Why is Reincarnation necessary?  Why should life have to develop in that particular way?  The reason is this:  We are here on the earth planet to learn certain lessons.  We are here to develop spiritually.  We are here to acquire full understanding and control over our mentality; and this cannot be done in one lifetime (p. 234).

American Indian approaches

Before closing with a few comments regarding Vine Deloria, the soul, afterlife, and reincarnation, I’d like to point out some results of survey research here in the United States.  According to the chart below, American Indians have been more likely on average (78%) than the general population (71%) in the U.S., to believe in an afterlife for each year from 1973 – 2004 (with the exception of 1989).

Chart Showing Native Beliefs in Afterlife Compared to General US Population

In the Summer of 2005, after a conversation we had at Bellingham at the Bob Thomas conference,  Vine sent me a copy of a manuscript he had been working on for some time.  It is not yet published, but it certainly should be.  I thought it would be appropriate to read from his most recent words on the questions this panel dedicated to his memory is addressing.  The following quotations are from Vine Deloria, Jr., Jungian Psychology and the Sioux traditions:

Soul

With regard to the soul, Vine wrote:  “the Sioux had a belief that they were souls temporarily using a body rather than bodies producing a soul.” (Ch. 8, p. 11)

Afterlife

Vine does not address the afterlife directly.  At one point, however he quotes William Powers in discussing a healing ceremony: 

The generational aspects of Yuwipi are made more consistent by the fact that all Yuwipi spirits, human and animal, are actually spirits of those who once lived on the earth.
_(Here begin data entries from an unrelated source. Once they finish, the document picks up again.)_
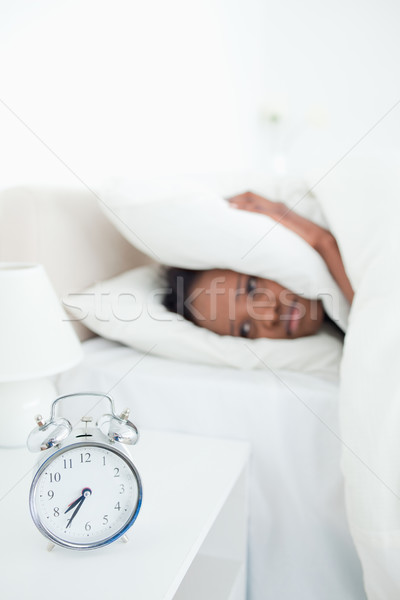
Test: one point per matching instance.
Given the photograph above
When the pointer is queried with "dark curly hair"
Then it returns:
(179, 283)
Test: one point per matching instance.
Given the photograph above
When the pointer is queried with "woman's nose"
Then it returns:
(268, 316)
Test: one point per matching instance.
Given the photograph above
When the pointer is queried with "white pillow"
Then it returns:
(189, 224)
(128, 309)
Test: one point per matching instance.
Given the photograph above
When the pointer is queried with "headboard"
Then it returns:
(65, 230)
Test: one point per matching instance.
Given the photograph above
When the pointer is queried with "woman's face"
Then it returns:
(231, 303)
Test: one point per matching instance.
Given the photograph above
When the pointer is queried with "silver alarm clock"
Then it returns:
(86, 492)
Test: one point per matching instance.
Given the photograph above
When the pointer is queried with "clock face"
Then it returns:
(85, 495)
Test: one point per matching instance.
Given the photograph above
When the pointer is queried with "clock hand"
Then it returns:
(78, 503)
(85, 492)
(81, 501)
(73, 504)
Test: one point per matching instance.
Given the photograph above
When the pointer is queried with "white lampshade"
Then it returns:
(36, 338)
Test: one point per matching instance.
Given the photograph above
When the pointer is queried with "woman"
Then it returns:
(231, 303)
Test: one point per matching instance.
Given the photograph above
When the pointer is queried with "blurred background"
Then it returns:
(93, 87)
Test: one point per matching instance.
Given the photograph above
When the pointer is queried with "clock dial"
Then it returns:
(85, 495)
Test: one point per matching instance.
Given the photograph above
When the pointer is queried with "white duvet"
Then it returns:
(362, 204)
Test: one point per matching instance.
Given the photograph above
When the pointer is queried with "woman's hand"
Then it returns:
(319, 238)
(255, 203)
(312, 233)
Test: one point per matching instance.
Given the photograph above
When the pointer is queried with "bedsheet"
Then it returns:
(299, 542)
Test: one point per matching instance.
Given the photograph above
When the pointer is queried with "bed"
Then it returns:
(299, 544)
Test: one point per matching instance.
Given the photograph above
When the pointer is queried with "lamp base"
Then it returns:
(20, 402)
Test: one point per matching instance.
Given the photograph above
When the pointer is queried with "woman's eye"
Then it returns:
(251, 284)
(245, 329)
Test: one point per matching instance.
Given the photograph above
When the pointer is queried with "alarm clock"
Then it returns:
(86, 492)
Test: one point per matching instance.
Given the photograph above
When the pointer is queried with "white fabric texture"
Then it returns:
(362, 202)
(128, 309)
(188, 223)
(299, 544)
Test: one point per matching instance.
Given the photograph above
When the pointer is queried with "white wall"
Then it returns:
(162, 86)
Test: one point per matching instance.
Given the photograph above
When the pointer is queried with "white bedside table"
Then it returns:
(188, 543)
Hence the Oglala feel the sense of continuity between the living and non-living, and their belief that the spirit world is simply an extension of the earthly world is reinforced  (Ch. 6, p. 9).

Reincarnation

Finally, regarding reincarnation, Vine writes:

Not much is known of the Sioux belief in reincarnation … Specific souls could return by incarnating in a new body but the possible identification of who had been reincarnated was not a subject for speculation as a rule.  Twins were believed to have been compatible souls who had enjoyed close attachments in a previous life and now had great affinity for one another (Ch. 8, p. 11).

I’ll now leave it to my colleagues to more fully elaborate on the notions of the soul and the afterlife in the American Indian community.

References

Catechism of the Catholic Church, Second Edition. (2000).  “Glossary and Index Analyticus.”  Washington, D.C.:  United States Catholic Conference, Inc.
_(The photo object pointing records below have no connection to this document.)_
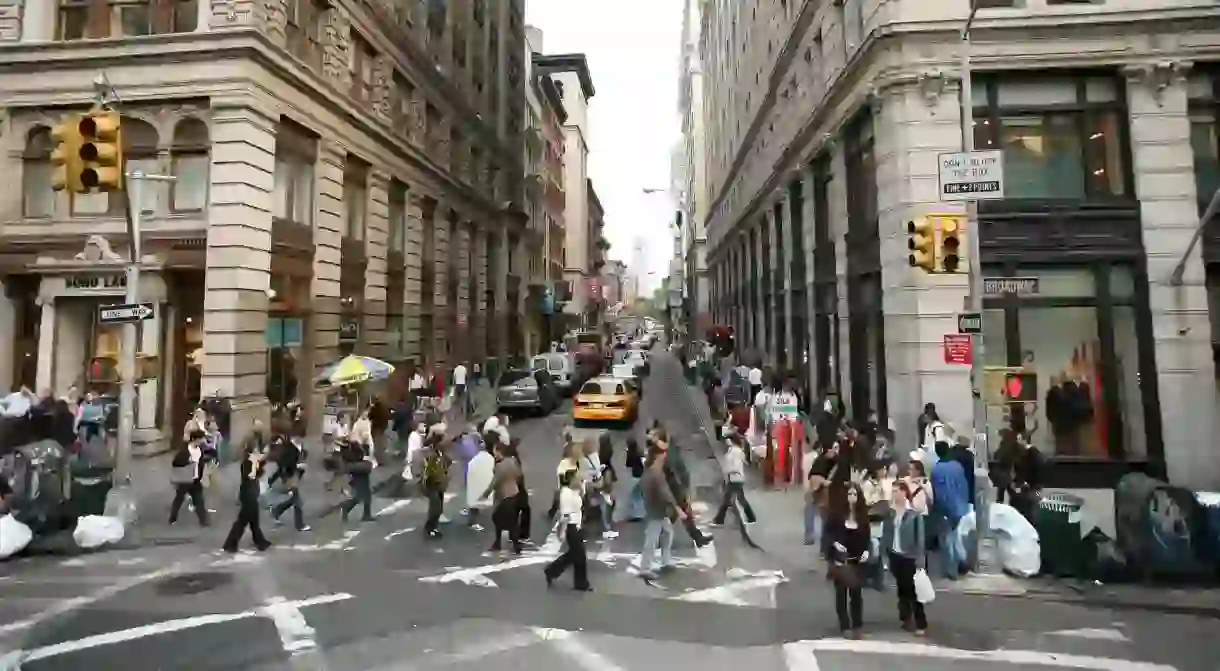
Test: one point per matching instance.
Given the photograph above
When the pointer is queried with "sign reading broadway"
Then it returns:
(971, 176)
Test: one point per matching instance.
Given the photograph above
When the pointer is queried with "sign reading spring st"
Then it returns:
(971, 176)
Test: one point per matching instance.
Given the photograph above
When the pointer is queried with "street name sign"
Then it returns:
(971, 175)
(126, 312)
(997, 287)
(970, 322)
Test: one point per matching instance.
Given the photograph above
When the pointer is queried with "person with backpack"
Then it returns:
(433, 481)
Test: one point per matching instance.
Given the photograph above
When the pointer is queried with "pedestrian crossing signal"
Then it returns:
(1021, 387)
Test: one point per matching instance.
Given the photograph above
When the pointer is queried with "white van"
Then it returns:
(560, 366)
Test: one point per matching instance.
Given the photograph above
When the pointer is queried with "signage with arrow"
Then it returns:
(126, 312)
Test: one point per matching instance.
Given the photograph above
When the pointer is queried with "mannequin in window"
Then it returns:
(1069, 410)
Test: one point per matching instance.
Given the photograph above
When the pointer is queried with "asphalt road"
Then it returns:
(380, 597)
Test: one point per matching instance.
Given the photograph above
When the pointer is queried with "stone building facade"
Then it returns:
(349, 178)
(825, 121)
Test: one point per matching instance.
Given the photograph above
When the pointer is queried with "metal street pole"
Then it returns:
(129, 344)
(982, 554)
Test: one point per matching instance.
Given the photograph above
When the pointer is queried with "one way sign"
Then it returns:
(126, 314)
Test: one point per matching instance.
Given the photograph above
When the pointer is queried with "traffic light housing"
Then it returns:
(101, 153)
(66, 155)
(950, 244)
(921, 244)
(1021, 387)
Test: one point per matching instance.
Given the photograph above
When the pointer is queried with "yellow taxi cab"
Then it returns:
(605, 399)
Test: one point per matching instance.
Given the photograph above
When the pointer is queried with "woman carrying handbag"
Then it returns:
(847, 550)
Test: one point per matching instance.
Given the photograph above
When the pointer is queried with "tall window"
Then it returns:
(1204, 137)
(189, 162)
(105, 18)
(293, 197)
(38, 198)
(304, 31)
(355, 189)
(1063, 137)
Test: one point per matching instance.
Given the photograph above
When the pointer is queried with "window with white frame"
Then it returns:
(190, 164)
(38, 198)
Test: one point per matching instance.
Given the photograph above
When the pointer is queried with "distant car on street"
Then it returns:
(523, 389)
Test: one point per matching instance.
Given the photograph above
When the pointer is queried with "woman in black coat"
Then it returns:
(248, 504)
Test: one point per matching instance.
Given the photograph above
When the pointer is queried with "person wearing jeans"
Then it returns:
(659, 505)
(735, 482)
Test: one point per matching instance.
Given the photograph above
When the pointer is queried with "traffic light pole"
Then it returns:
(133, 190)
(982, 554)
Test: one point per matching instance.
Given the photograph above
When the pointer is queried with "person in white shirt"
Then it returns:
(460, 387)
(754, 377)
(569, 525)
(735, 482)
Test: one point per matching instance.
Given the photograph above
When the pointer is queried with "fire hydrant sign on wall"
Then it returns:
(958, 348)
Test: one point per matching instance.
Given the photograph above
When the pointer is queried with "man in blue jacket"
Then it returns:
(950, 503)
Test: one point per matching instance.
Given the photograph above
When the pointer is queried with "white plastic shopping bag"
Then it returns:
(14, 536)
(94, 531)
(924, 589)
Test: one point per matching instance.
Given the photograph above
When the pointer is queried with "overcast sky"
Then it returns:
(633, 49)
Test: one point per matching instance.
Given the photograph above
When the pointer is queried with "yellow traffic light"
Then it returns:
(921, 244)
(101, 151)
(952, 249)
(66, 155)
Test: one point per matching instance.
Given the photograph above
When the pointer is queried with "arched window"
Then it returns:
(38, 198)
(139, 153)
(189, 165)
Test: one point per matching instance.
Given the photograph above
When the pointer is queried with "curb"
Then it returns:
(719, 455)
(1114, 603)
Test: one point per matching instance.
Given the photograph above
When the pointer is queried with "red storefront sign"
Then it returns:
(958, 348)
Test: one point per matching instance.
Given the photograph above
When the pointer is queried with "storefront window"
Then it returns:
(1085, 354)
(1063, 138)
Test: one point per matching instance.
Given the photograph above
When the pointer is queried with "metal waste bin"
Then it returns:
(89, 488)
(1057, 520)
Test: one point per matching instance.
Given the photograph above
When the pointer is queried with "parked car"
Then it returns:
(522, 389)
(560, 366)
(605, 399)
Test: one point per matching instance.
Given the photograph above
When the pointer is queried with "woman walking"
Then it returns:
(187, 475)
(569, 523)
(248, 504)
(848, 552)
(903, 537)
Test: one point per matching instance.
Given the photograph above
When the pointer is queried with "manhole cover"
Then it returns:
(193, 583)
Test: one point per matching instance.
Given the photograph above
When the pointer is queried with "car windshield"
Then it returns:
(515, 377)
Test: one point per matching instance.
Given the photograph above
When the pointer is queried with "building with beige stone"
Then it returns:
(349, 178)
(824, 123)
(547, 199)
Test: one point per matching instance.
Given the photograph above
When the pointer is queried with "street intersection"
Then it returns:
(380, 597)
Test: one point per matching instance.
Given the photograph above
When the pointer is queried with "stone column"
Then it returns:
(482, 310)
(414, 292)
(328, 226)
(441, 306)
(464, 288)
(238, 272)
(45, 376)
(150, 344)
(376, 233)
(1164, 172)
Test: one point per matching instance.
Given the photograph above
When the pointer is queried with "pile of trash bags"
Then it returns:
(1020, 552)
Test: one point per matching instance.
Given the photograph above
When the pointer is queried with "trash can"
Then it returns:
(1057, 520)
(89, 488)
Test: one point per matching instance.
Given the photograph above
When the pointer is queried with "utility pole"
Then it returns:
(983, 550)
(121, 502)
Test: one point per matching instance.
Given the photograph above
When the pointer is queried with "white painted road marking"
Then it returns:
(581, 655)
(802, 649)
(156, 628)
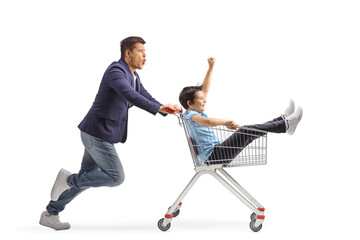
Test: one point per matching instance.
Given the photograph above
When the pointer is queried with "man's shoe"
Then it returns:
(289, 110)
(293, 120)
(52, 221)
(60, 184)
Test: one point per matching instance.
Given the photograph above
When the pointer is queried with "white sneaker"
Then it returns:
(52, 221)
(289, 110)
(293, 120)
(60, 184)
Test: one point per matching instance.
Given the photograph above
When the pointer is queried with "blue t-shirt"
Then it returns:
(204, 136)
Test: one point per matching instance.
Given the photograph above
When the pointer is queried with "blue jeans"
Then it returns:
(232, 146)
(100, 166)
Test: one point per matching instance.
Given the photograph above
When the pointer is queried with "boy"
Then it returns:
(193, 99)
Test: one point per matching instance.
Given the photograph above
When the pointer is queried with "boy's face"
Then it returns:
(199, 102)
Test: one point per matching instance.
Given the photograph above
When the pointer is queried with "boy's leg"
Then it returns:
(232, 146)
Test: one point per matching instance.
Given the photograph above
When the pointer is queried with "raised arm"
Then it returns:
(207, 80)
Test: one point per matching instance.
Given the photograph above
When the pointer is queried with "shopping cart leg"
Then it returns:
(256, 223)
(165, 223)
(242, 190)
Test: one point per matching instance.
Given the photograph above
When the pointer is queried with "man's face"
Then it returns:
(137, 56)
(199, 102)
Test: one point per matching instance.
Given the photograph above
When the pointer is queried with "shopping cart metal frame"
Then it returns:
(217, 171)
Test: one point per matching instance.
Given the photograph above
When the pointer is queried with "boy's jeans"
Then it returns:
(232, 146)
(100, 166)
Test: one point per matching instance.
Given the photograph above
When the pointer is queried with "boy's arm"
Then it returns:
(207, 80)
(213, 122)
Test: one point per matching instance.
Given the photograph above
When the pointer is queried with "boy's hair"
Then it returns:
(129, 44)
(188, 93)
F.M. Cornford, trans., (1951). The Republic of Plato. New York:  Oxford University Press.

Vine Deloria, Jr. (unpublished manuscript).  Jungian Psychology and the Sioux traditions.

Emmet Fox. (1940).  Power Through Constructive Thinking.  New York:  HarperCollins Publishers.

Emil G. Hirsh (2006).  “Sheol.”  Jewish Encyclopedia.com. < http://tinyurl.com/rkzwl >

Kaufmann Kohler, Issac Broyd, Ludwig Blau (2006).  “Soul.”  Jewish Encyclopedia.com. http://tinyurl.com/htg7z

Emilio Ribes-Iñesta. (2004).  “Behavior is abstraction, not ostension:  conceptual and historical remarks on the nature of psychology.” Behavior and Philosophy, 32, 55-68.